I usually find out about my characters during the writing process, as I write. The group sits down to a meal and suddenly there’s a fight over who gets the last serving of David’s green beans, and suddenly I know that a) David does the cooking, and is good at it, and b) green beans are favorites for both George and Janet, but not Harold (and Sissy likes them but not enough to fight about). And there are writers whose first drafts are really, really thin, who go back during their first rewrite and make the stuff up then. Before, during, or after; it’s your choice when to make up/figure out what else is going on with your characters besides the main plot.
And it doesn’t all have to be worked out at length and in depth. I may never find out how David became such a good cook…or maybe something more will come out in Chapter 17. In fact, one of the things that provides character depth is that some things aren’t ever totally explained; they’re just how the character is. What is important is that whatever is in the story is internally consistent – that David doesn’t make a gourmet meal in Chapter 3, then is unable to tell the difference between an onion and a head of garlic in Chapter 10.
This is the problem, for me, with the questionnaires. The assumption is that as long as you know up front that Jack secretly knits, hates cats, loves Mozart and the Beatles, and has seen every movie made in English before 1939, you’ll remember to use those things in the story when and as the opportunity arises. But if what I have is a big heap o’ facts, rather than an idea of a person, I have to keep looking up all the stuff I decided before I can figure out which bit to use (or not use) in a scene. For some people, though, having all that stuff decided up front and written down frees up their imagination to do more important things about the plot and structure when they get to actually writing the story.

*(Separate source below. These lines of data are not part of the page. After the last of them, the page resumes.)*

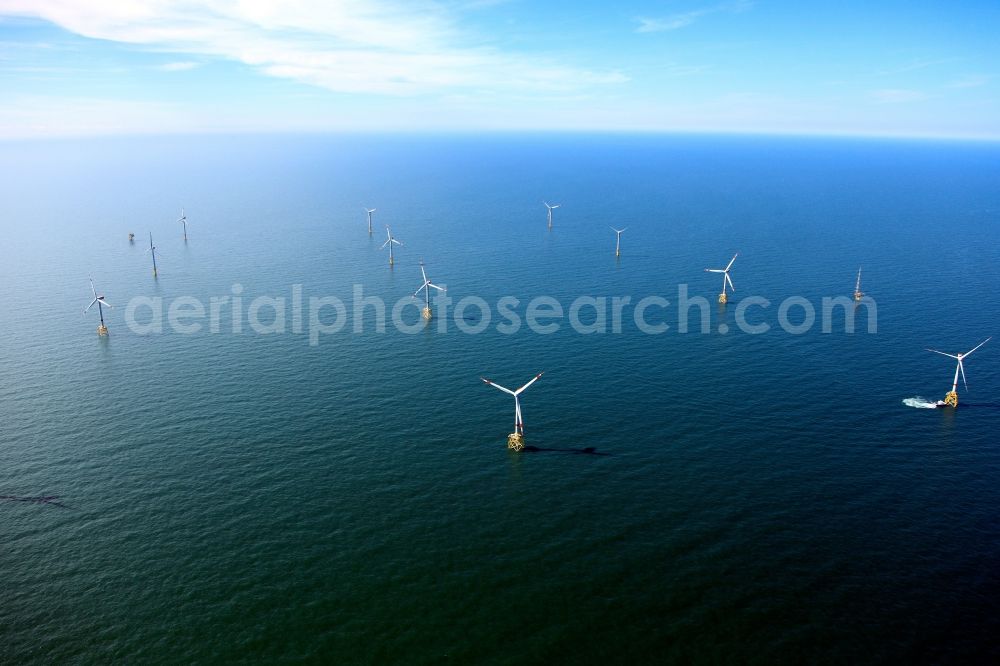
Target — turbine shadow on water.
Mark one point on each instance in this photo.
(586, 451)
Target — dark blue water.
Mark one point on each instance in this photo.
(708, 497)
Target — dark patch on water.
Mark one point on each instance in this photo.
(41, 499)
(587, 451)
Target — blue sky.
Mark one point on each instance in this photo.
(99, 67)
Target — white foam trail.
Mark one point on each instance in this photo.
(919, 403)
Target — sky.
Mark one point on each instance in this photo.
(886, 68)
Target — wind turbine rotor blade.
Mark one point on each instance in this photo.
(977, 346)
(942, 353)
(533, 380)
(505, 390)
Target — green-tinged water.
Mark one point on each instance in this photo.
(691, 497)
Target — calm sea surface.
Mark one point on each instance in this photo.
(693, 497)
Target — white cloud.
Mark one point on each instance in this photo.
(897, 96)
(348, 46)
(683, 19)
(179, 66)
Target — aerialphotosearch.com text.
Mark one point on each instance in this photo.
(320, 317)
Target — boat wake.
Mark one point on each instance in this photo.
(919, 403)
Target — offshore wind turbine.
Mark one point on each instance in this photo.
(951, 398)
(618, 240)
(515, 440)
(389, 243)
(725, 277)
(551, 208)
(101, 303)
(152, 251)
(426, 286)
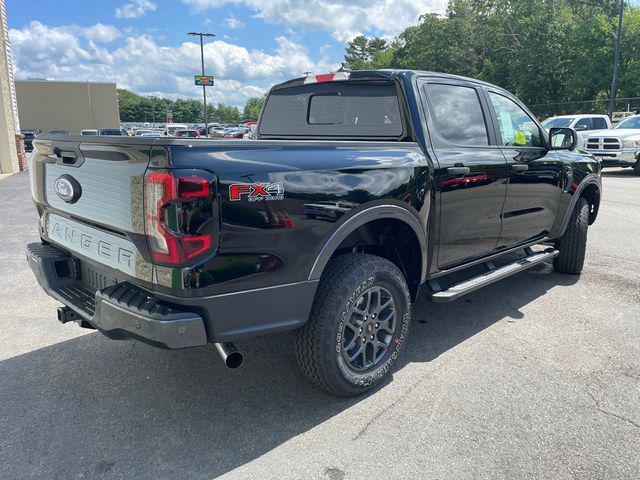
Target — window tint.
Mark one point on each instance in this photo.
(557, 122)
(583, 122)
(336, 109)
(516, 126)
(633, 122)
(458, 115)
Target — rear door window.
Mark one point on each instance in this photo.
(457, 114)
(334, 109)
(517, 128)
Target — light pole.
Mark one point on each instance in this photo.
(616, 63)
(204, 88)
(153, 111)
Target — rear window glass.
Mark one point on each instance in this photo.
(333, 109)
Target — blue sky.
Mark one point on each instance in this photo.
(142, 44)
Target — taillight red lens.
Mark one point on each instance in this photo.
(192, 187)
(167, 202)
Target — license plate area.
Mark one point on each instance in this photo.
(95, 278)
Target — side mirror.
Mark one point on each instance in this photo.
(562, 138)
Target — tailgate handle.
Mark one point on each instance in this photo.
(66, 157)
(458, 170)
(520, 167)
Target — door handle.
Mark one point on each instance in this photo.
(458, 170)
(520, 167)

As for getting it into the story – you do it the same way you do any other aspect of characterization: by showing it in what the character says, what she does, what he thinks, what other people think and say about them. It all boils down to thinking about what this particular person would do, say, notice, react to in any given situation, rather than just running down the plot checklist.
And you don’t have to get all the character’s stuff out in the open in the course of the story. Sam’s secret teddy-bear collection may never come up during the course of the slam-bang action-adventure he’s currently involved in, and that’s fine.
Which brings me to a final point: you don’t need to know vast amounts of background information about every character in your novel. The doorman at the hotel whose one line in the book is “May I take your bag, sir?” does not need a ten-page background questionnaire. (If you want to do it for fun or practice, fine, but you’re not going to need to know all that stuff.) The receptionist that the protagonist flirts with three or four times as she’s heading into the office may need a bit more background, but he’s not going to need as much as the protagonist herself, nor the protagonist’s sidekicks. Trying to develop every character who walks onstage in the same depth and detail will just make you crazy.